In my diocese (Cleveland) there is a program called "Vibrant Parish Life" which is just beginning at my parish. It appears to be the program that will be used to consolidate parishes in order to address the shortage of priests and perhaps economic problems as well. In looking through the website for this program, it became clear that it uses the methodology created by Dr. David Cooperrider of the Weatherhead School of Management, Case Western Reserve University. This methodology, called Appreciative Inquiry, or AI, is known internationally as the structure that enabled the United Religions Initiative program of Episcopal Bishop William Swing to organize. Its central premise is a concentration on the positive--and only on the positive--aspects of an organization. Is AI being used in any other US diocese? If anyone reading this blog has information about Appreciative Inquiry being used in your diocese, would you please email me.
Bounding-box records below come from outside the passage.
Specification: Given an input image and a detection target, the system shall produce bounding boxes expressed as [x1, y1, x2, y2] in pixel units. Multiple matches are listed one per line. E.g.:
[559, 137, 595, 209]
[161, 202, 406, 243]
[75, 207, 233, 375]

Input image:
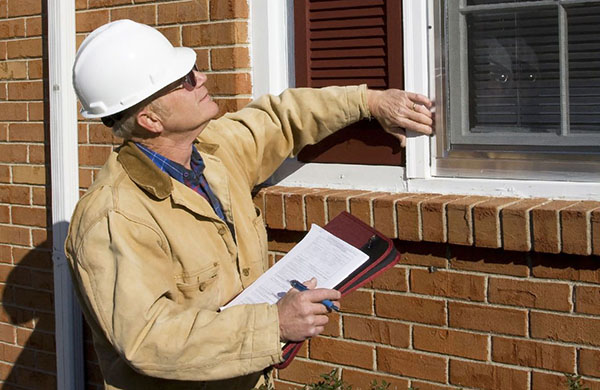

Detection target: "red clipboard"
[274, 211, 400, 369]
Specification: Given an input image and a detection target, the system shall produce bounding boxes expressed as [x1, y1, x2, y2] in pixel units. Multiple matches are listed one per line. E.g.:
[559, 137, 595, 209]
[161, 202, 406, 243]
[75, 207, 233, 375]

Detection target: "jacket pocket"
[175, 263, 219, 299]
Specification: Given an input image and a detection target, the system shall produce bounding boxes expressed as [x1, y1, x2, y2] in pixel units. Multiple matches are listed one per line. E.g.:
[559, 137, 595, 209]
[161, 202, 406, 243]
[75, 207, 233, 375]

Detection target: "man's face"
[155, 70, 219, 135]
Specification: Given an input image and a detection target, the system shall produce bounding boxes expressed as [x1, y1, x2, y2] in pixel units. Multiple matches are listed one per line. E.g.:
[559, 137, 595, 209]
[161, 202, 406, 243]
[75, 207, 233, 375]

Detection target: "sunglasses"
[169, 65, 198, 92]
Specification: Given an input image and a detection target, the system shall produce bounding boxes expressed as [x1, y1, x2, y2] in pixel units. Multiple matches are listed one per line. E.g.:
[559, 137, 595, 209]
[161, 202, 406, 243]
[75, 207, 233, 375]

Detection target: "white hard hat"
[73, 20, 196, 118]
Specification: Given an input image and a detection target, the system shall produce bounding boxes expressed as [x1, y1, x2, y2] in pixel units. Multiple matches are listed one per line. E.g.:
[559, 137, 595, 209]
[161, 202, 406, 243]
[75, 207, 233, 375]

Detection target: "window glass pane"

In my diocese (Cleveland) there is a program called "Vibrant Parish Life" which is just beginning at my parish. It appears to be the program that will be used to consolidate parishes in order to address the shortage of priests. In looking through the website for this program, it became clear that it uses the methodology created by Dr. David Cooperrider of the Weatherhead School of Management, Case Western Reserve University. This methodology, called Appreciative Inquiry or AI, is known internationally as the structure that enabled the United Religions Initiative program of Episcopal Bishop William Swing to organize. Its central premise is a concentration on the positive, and only on the positive, aspects of an organization. Is AI being used in any other US dioceses? If anyone reading this blog has information about Appreciative Inquiry being used in your diocese, would you please email me.


Friday, November 08, 2002




For some reason I posted a link to an article about Cardinal Kasper which doesn't show up on my blog. So, I'll give it another try. Cardinal Kasper is attempting to clarify the Catholic position on conversion of the Jews, since the bishop's statement, "Reflections on Covenant and Mission," has clouded the issue. The story comes from Catholic News Service {Quote} Cardinal Kasper said he wanted to "take the bull by the horns" and discuss the sensitive issue of mission--in part, he said, because Christian-Jewish dialogue must look honestly at the hardest questions. He said he recognized that the topic of mission evokes bitter memories among Jews because of forced conversions in the past. "We sincerely reject and regret this today," he said. He noted that the Catholic Church now condemns all means of coercion in matters of faith. But mission must be discussed, because it is a key concept for the Christian faith and part of the Christian identity, he said. "We cannot cancel it, and if we should try to do so, it would not help the Jewish-Christian dialogue at all. Rather, it would make the dialogue dishonest and ultimately distort it," he said. "If Jews want to speak to Christians, they cannot demand that Christians no longer be Christians," he said. {End quote} This post is continued below with Alice von Hildebrand's comments.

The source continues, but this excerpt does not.